NASA experiments show amino acids can endure millions of years frozen in Mars-like ice.
Photo Credit: NASA/JPL-Caltech/University of Arizona/Texas A&M University
NASA finds biomolecules can endure millions of years in Mars-like ice
In a recent report, it has been proposed that remnants of the ancient life as we know them may be trapped beneath the frozen surface of Mars. In test conditions, researchers had frozen the bacterial cells in pure water ice during Mars like conditions and subjected them to high doses of radiation. Amazingly, they discovered that the protein molecules (amino acids) were still viable tens of millions of years when they are isolated in pure ice.
According to the study, scientists froze E. coli bacteria in two scenarios: a block of pure water ice and a similar block mixed with Martian soil. Both were cooled to roughly -60°F (-51°C) and bombarded with radiation matching 50 million years on Mars.
In the pure ice, over 10% of the amino acids survived this simulated exposure, but in the soil-bearing samples nearly all organic molecules decayed. In other words, pure ice protected the biomolecules, while minerals allowed radiation damage to spread.

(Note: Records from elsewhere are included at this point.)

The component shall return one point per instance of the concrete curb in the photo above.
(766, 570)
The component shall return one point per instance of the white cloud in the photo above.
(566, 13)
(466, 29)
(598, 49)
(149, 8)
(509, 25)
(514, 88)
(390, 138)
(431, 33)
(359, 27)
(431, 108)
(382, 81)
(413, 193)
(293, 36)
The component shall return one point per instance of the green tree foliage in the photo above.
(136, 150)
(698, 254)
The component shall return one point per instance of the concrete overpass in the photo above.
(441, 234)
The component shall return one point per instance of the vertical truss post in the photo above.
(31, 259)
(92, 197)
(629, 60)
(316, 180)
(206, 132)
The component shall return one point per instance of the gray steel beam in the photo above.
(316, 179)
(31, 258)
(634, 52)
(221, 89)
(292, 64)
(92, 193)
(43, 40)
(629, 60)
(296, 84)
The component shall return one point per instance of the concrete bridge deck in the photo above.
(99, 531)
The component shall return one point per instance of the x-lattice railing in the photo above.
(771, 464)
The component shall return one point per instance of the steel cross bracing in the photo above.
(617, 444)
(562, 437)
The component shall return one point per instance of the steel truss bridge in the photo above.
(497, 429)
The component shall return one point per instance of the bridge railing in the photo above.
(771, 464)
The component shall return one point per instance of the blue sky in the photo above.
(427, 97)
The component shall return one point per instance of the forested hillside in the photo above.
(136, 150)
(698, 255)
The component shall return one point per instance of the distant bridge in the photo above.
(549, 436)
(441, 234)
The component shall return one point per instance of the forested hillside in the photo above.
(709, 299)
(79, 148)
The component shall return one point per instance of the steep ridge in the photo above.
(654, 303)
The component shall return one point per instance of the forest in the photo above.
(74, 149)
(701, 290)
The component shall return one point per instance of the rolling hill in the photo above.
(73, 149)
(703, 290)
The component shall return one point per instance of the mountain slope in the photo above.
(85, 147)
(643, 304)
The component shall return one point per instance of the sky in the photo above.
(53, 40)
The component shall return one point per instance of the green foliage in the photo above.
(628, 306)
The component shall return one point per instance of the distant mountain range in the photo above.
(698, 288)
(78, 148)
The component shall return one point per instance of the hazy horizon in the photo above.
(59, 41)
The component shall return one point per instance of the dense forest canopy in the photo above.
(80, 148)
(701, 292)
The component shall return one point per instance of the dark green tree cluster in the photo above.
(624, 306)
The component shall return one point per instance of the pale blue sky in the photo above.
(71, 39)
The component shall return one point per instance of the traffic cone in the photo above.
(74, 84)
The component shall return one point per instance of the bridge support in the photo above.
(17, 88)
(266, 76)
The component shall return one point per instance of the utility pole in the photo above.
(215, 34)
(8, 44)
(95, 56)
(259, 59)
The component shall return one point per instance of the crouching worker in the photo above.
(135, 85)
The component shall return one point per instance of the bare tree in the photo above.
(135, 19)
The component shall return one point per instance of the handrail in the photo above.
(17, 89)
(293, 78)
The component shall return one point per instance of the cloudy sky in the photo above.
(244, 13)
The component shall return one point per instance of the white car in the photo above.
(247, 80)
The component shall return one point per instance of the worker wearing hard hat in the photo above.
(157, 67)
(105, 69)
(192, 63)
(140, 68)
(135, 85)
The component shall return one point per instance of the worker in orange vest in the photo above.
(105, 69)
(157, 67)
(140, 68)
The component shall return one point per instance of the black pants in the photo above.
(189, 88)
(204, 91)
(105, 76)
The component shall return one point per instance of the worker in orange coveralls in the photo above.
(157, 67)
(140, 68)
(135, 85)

According to the study by lead researcher Alexander Pavlov of NASA, pure ice, or the ice-rich areas adjacent to the surface, are considered ideal in the search of preserved biomolecules. The reason behind this is that a lot of the ice on Mars is relatively recent (most of it being less than 2 million years old), thus any ancient organics caught within ice would be preserved.
These ice reserves will probably be the focus of future missions with exercises or scoops, and the frozen layers of Mars will be the time capsules of its life.